2023年1〜2月に読んだ本

・森 万佑子著「韓国併合 大韓帝国の成立から崩壊まで」(中公新書)
book2023.03
大韓帝国が成立したのは1897年、韓国併合が1910年なので、この本で扱っているのはわずか十数年間しかない。しかし、1冊の内容が濃い新書が書けるということは密度濃い歴史的事実が横たわっているということだ。内容はやや専門的で、後半になるにつれ読むのが大変になった。

・橋場 弦著「古代ギリシアの民主政」(岩波新書)
book2023.05
ギリシア史研究の最先端の成果を踏まえながら一般人にもわかりやすい啓蒙書としたもの。世界史の教科書には長らくクレイステネスによる「陶片追放」の制度が書かれてきたが、実は前5世紀の間しか行われていないし、僭主の出現を防ぐための予防策として不人気投票を行ったという従来の説(まだ教科書には記載されている)とはまた別の有力な新説も紹介してくれている。ソクラテスの弟子、プラトンについてもやや皮肉に満ちた評価をしている。

・斎藤 幸平著「ぼくはウーバーで捻挫し山でシカと闘い水俣で泣いた」(KADOKAWA)
book2023.04
『人新世の「資本論」』の著者斎藤幸平が新聞の特集でさまざまな職業を実体験して思索した記事の集大成。大学に勤務しながら行動するこの学者は好感が持てる。

・伊澤 理江著「黒い海 船は突然、深海へ消えた」(講談社)
book2023.06

2008年に銚子沖で起こった第58寿和丸(すわまる)の転覆・沈没事件の原因を追ったルポルタージュ。突然起こった事故により、3名のみ生還、17名が行方不明となった。「えひめ丸」の衝突事故の記憶は鮮明にあるが、この海難事故の記憶は薄い。事故原因が波という結論が出され、潜水艦との衝突が追求されてこなかったためである。著者は綿密に生還者や所属会社社長、事故を検証した人々へのインタビューを行って、単なる高波による沈没ではないことを証明していく。

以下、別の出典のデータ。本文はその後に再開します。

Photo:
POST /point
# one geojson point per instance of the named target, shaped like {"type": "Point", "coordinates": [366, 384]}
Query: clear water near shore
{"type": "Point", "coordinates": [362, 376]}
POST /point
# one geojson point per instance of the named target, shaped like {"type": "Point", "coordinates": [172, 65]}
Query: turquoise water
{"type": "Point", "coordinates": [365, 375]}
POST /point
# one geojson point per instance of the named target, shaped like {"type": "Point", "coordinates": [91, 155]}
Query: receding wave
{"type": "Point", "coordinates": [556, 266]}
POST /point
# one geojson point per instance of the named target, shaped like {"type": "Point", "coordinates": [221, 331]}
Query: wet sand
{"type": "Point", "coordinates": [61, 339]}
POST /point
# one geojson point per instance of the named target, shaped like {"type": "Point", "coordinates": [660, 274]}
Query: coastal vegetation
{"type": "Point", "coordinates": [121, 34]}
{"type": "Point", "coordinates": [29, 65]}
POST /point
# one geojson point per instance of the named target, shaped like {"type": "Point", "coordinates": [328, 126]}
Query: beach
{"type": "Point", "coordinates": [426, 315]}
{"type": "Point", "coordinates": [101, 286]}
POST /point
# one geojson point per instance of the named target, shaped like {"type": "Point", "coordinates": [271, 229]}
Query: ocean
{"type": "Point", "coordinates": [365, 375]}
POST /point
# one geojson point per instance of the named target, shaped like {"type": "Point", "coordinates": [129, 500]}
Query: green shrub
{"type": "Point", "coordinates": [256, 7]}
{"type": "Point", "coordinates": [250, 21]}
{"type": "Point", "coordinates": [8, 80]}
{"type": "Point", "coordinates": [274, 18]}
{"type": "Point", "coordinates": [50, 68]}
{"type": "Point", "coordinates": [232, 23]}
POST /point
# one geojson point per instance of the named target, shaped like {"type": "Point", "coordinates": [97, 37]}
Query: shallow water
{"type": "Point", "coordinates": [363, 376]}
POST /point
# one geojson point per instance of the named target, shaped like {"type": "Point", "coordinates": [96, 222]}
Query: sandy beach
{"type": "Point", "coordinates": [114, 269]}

・渡邉 義孝著「台湾日式建築紀行」(KADOKAWA)
book2023.02
昨年秋に久しぶりに立ち寄った神保町の東京堂書店で買った紙の本。タイトル通り、台湾に残る日本統治時代の建築物を写真と著者のスケッチ、旅行記を交えて扱っている。カラフルで面白そうだと思って購入した。読み通すのに時間がかかったのは、私自身が台湾を訪問したことがなく、日式建築物と名指しされてもよっぽど有名な建物でないとわからなかったこと(台湾の都市名と位置についてはある程度わかっている)、また建築学に特有の用語があちこちにあって、それは巻末にまとめて説明されていることが理由としてある。少なくとも建築用語は同じページに註としてあって欲しかった。

・石塚 真一著「BLUE GIANT 1〜10」「BLUE GIANT SUPREME 1〜11」「BLUE GIANT EXPLORER 1〜8」(ビッグコミック)

book2023.10

人気の高いジャズ漫画を、同名のアニメ映画封切前に一気読み。BLUE GIANTは仙台編と東京編、BLUE GIANT SUPREMEはヨーロッパ編、BLUE GIANT EXPLORERはアメリカ編で現在も連載中である。漫画で音楽をテーマとして扱うという致命的ハンディがあるが、この漫画はそれを感じさせないところが凄い。一直線の主人公には時々疲れるが、それもこの漫画の味である。

最近封切られた同名のアニメ映画もDolbyAtmosの大画面で鑑賞した。ジャズピアニスト、上原ひろみの曲が期待を裏切らなかった。若手テナーとドラマーを交えて素晴らしいトリオのジャズセッションがアニメーション化されている。演奏するJASSメンバーはモーションキャプチャーによってCG化されていて、そこがぎこちなくて気持ち悪いという悪評もあるが、そこまで求めても仕方ないだろうと思えるくらい音楽がよい。衝動的にサウンドトラックをダウンロードしてヘビロテで聴いている。